In his Kigali press conference, Netanyahu not only compared the Rwandan genocide with the Holocaust, he also evoked contemporary examples of what he considers harbingers of future genocide.
“So today, when we see leaders in Gaza calling for the murder of every Jew around the world, we all have a duty to speak out. When we hear the Supreme Leader of Iran calling for the annihilation of Israel, we have a duty to speak out,” he said.

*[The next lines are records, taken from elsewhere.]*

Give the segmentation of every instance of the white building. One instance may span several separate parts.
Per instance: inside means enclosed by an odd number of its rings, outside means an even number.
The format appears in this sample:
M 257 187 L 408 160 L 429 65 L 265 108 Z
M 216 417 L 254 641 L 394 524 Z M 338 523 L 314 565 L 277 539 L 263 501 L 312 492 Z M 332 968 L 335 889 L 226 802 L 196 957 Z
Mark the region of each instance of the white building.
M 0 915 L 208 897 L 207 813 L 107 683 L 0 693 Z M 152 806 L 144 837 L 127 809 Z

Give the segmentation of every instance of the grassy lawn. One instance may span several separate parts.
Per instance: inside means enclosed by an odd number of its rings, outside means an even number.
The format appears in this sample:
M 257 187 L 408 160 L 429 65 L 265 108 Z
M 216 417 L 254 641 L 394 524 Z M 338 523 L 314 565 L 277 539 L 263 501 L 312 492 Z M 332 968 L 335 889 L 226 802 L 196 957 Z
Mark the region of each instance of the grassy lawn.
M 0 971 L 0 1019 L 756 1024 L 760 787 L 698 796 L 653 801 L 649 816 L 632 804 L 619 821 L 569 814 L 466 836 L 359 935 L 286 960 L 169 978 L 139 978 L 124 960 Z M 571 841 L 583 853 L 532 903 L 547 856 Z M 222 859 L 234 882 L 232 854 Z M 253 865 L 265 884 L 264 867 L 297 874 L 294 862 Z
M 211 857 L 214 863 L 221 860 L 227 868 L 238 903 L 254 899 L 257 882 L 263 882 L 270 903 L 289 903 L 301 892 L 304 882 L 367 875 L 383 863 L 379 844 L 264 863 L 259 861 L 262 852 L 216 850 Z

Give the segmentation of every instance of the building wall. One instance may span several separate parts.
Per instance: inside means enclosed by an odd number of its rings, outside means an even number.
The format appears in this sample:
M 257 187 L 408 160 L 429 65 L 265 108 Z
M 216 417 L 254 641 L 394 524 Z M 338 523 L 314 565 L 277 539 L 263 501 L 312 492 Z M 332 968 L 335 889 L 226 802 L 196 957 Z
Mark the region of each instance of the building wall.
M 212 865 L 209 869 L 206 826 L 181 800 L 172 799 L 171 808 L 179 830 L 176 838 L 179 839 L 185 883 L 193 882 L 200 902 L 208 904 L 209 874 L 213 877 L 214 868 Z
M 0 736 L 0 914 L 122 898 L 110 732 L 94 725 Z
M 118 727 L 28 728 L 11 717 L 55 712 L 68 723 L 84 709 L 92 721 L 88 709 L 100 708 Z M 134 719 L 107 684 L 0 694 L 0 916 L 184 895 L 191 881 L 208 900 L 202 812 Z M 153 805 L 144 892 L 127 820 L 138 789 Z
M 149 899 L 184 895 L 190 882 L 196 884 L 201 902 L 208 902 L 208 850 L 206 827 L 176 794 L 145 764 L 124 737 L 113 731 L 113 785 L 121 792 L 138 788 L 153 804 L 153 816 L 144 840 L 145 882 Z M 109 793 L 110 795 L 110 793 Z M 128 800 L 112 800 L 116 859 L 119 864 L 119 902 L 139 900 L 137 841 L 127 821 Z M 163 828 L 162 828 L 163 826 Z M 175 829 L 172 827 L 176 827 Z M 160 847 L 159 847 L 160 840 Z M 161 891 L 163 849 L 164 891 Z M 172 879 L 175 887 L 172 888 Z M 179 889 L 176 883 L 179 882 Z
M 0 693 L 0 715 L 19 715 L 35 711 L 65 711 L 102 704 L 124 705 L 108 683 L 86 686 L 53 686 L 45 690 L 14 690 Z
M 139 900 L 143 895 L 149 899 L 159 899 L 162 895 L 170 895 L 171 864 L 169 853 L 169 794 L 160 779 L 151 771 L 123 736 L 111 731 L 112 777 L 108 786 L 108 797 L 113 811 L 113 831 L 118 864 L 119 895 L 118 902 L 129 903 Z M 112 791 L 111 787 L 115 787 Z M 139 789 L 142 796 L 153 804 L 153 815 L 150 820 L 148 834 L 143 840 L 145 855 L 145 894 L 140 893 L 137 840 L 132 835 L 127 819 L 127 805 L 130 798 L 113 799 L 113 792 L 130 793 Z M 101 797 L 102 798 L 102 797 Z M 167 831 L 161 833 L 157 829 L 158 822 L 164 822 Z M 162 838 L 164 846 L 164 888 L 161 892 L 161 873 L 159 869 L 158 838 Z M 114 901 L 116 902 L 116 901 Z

Gatera again fully concurred with the prime minister: Iranian leaders’ threats clearly constitute “incitement to genocide,” he said. While admitting not to fully understanding the roots of Israeli-Iranian enmity, he said the UN should request an explanation from Tehran. “Wiping someone off the map — that’s eradicating all the people from that country. And those speeches enter the minds of the young people as they grow up and may end up committing genocide.”
Despite all he has learned about genocides, including his own dreadful experiences, Gatera still believes a future without genocide is possible. There is nothing innate in human nature that forces people to kill each other, he asserted. “If there is no propaganda, if there is no education to hate, genocide would not happen at all.”

Citing his own experience growing up in Rwanda, he said he could see how people were “forged into genociders” by incitement and propaganda. “No one has in his blood to commit violence against his community or his friends. No, people are educated to that. People are forged to become a weapon.”
Education and fostering independent thinking are thus key in preventing future mass atrocities. After a genocide has been committed, perpetrators realize that “they fell into a trap,” that politicians turned them into mindless killing machines, Gatera posited. Society thus needs to make sure that children grow up “with their own critical thinking,” he demanded.
After the Rwandan genocide, Hutus and Tutsis quickly reconciled and today live harmoniously in the same country. What lessons can Jews and Arabs learn from Rwanda?
“I don’t have an answer for you now,” Gatera replied. “There is one belief I have in my life: there is a solution to any problem. I can’t see the solution now to this conflict that has been going on for a long time. It may not be in my lifetime, but there will be a solution to it.”